Venezuela’s central bank has filed a legal claim in a commercial court in an effort to force the Bank of England to transfer £930mln ($1.13bln) of its gold, kept there, to fund the government’s COVID-19 response, reported Reuters citing a document submitted in a London court.
Dated 14 May, the claim reportedly says the Venezuelan central bank “seeks an order requiring the BoE to comply with the proposed instruction”.
Venezuela, which has been under coronavirus quarantine since March, hopes the gold’s value will be transferred to the United Nations Development Programme (UNDP) to subsequently be used for purchasing healthcare supplies, medicine, and food, says the outlet.
Venezuela so far has registered 749 coronavirus cases according to the Johns Hopkins University, with 10 deaths from the respiratory disease.
The government of Nicolas Maduro has been seeking to sell off some of the country’s gold reserves as a means of raising funds amid the current healthcare crisis and quarantine measures it has entailed.

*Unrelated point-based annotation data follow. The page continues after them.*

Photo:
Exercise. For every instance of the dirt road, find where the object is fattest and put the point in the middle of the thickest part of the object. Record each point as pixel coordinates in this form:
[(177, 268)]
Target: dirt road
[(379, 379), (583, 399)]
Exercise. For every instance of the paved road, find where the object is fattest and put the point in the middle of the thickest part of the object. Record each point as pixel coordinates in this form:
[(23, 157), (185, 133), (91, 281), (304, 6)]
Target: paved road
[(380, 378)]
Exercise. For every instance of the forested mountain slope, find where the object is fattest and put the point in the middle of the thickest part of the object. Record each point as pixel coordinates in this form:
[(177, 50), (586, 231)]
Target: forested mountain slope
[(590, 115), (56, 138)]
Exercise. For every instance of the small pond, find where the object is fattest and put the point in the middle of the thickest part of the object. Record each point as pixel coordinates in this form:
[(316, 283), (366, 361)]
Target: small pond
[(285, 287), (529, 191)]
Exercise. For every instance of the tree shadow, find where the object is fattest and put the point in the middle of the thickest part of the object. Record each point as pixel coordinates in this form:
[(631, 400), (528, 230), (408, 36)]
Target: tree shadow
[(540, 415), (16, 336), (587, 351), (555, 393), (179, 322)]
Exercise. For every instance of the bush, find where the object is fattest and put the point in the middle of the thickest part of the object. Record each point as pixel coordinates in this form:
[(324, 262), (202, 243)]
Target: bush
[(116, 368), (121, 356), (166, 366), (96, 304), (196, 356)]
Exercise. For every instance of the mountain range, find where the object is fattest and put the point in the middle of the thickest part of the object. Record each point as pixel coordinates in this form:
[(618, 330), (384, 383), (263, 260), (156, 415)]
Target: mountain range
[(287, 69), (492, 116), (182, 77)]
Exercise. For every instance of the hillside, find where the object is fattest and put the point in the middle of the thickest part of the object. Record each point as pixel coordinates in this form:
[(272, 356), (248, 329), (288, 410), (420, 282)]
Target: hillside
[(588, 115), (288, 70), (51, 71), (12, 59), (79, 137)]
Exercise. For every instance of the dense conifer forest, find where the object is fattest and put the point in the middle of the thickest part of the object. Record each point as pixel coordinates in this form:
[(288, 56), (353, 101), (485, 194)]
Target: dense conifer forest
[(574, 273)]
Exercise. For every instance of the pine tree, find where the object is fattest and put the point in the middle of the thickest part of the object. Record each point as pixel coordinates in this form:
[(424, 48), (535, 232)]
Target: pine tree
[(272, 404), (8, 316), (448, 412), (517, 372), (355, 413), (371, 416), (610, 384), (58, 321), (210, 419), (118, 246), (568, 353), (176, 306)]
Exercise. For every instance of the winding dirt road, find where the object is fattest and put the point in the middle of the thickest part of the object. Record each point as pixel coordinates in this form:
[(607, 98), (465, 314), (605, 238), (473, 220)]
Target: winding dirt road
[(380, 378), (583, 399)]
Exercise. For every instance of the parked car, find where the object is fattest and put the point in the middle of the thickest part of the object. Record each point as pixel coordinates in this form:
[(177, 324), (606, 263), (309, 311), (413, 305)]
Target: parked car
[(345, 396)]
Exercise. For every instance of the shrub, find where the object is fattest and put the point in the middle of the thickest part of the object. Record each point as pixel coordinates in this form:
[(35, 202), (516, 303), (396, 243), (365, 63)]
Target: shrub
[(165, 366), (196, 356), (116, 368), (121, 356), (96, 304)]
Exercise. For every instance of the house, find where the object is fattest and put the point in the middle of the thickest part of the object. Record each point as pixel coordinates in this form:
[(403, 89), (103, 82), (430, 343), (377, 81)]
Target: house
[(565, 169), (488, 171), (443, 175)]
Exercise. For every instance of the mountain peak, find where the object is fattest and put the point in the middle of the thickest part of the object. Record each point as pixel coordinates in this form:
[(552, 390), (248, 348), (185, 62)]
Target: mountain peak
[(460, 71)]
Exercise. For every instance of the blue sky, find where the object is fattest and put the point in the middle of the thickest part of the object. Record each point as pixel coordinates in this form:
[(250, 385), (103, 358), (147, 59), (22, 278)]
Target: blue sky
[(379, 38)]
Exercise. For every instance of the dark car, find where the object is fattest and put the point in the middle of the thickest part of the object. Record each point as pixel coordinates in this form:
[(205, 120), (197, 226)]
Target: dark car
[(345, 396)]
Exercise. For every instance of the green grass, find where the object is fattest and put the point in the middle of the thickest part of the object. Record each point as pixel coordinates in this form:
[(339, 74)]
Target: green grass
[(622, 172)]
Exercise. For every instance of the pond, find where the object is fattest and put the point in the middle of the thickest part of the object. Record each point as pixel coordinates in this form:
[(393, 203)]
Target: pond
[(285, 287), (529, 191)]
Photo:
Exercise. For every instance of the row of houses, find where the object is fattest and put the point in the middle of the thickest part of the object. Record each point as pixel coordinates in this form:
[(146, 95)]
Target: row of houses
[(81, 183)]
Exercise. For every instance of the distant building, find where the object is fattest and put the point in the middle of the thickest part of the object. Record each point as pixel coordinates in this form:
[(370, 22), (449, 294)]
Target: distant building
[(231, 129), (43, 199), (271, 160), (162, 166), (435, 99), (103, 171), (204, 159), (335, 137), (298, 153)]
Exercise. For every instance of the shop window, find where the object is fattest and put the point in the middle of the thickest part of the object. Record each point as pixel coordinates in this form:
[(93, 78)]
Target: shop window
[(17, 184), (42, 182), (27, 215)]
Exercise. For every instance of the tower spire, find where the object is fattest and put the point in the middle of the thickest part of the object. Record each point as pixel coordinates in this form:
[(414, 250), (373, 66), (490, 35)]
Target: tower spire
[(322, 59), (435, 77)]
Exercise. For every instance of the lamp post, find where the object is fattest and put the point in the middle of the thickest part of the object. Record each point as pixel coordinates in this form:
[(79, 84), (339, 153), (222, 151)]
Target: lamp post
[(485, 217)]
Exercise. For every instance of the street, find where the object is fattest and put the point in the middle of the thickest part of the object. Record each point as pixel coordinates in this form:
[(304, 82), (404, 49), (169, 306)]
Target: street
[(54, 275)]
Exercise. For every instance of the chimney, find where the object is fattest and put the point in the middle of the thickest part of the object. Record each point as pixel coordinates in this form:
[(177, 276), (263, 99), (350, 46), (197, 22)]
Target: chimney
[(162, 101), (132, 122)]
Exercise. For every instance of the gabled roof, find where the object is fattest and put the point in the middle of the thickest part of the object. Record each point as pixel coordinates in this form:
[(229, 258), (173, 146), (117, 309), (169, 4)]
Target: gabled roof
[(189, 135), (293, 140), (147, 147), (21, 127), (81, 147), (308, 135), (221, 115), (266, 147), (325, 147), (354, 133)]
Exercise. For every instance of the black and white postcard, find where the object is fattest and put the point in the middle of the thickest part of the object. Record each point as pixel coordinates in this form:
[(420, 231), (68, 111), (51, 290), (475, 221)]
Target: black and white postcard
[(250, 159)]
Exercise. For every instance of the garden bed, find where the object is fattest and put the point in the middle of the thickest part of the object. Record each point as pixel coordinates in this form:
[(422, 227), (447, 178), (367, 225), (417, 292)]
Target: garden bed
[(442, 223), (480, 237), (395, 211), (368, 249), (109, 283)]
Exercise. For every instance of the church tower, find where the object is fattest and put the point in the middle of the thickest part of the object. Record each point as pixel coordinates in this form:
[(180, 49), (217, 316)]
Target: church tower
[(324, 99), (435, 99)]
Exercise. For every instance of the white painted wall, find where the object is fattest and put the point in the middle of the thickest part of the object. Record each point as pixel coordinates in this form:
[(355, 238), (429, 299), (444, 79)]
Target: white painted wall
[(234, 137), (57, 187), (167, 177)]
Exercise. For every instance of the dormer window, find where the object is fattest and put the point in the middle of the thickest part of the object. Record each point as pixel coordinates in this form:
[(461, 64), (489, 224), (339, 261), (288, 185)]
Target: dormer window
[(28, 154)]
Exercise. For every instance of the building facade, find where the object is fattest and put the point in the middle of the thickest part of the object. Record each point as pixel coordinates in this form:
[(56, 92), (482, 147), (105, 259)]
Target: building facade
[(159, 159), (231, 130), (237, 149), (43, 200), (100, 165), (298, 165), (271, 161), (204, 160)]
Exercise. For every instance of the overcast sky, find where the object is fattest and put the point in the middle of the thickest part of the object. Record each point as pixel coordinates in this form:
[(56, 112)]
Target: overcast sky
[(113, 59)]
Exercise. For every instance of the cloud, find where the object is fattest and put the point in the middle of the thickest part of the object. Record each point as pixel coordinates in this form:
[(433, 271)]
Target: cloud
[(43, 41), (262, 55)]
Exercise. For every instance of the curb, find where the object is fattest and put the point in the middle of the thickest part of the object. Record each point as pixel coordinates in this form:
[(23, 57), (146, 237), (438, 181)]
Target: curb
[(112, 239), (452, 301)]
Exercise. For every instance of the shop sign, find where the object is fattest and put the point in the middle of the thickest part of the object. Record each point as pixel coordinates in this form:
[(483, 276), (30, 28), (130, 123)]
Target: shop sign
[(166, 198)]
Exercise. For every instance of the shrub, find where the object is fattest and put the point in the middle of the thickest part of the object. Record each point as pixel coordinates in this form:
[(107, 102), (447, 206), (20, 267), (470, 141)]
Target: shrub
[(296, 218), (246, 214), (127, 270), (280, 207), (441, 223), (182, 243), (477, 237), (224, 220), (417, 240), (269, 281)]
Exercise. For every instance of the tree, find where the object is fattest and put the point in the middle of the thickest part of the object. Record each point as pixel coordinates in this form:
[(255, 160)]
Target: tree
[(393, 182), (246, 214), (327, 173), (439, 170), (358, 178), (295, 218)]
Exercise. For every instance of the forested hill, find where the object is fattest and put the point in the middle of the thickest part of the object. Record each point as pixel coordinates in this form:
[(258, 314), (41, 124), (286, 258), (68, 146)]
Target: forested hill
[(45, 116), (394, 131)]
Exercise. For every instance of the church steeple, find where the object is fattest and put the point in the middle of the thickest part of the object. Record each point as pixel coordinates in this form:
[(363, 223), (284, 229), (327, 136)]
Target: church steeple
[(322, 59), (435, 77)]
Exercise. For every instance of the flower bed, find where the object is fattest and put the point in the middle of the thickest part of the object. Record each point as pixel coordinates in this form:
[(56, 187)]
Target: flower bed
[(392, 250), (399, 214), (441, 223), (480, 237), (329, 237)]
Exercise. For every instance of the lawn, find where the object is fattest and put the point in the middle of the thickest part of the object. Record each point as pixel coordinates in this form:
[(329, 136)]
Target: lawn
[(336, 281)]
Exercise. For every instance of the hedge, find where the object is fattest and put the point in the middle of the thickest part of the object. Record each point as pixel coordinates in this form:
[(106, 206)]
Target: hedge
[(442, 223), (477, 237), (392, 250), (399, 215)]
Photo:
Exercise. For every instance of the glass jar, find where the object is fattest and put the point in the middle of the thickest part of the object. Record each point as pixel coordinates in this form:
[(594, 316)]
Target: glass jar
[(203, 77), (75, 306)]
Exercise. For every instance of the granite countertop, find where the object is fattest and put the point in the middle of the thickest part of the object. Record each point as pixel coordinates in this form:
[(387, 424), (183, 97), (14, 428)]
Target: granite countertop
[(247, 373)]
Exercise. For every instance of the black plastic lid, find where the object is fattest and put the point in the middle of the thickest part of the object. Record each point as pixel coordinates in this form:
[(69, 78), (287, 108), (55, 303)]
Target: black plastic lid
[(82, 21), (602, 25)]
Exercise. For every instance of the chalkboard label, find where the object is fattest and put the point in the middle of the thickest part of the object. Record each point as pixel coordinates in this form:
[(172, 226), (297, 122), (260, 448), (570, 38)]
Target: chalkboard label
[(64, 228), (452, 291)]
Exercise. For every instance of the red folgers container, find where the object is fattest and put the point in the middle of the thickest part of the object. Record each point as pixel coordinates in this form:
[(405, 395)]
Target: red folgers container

The situation has been compounded by plummeting global oil prices and crippling US sanctions.
“The foot-dragging by the Bank of England is critically hampering Venezuela and the UN’s efforts to combat COVID-19 in the country,” Sarosh Zaiwalla, a London-based lawyer representing the central bank, was quoted by Reuters as saying.
There has not been any official response regarding the claim from either the Bank of England or the Venezuelan central bank.
The reported legal claim comes after a request made by Nicolas Maduro’s government in April to the Bank of England – which acts as a gold custodian for several developing nations – to sell off some of its gold reserves there and direct the funds to the UN so they might be used to aid Venezuela’s efforts to fight the COVID-19 pandemic.
The legal wrangling and has been dragging on for some time, as the Bank of England has refused to transfer some 31 tonnes of Venezuelan gold to the government of Nicolas Maduro, whom the UK has refused to recognise as the country’s legitimate leader since 2018, reports the outlet.
Venezuela has been in the grips of a political crisis since 2019, when US-backed opposition leader Juan Guaido proclaimed himself “interim president” and received the support of most of the Western countries, with the US and its allies shortly after starting to seize Venezuelan state assets abroad and imposing tough sanctions on the country’s companies.
The incumbent president, Nicolas Maduro, received support from Russia, China, Turkey and several other nations.
Venezuelan authorities have lambasted the measures as nothing short of “economic warfare”.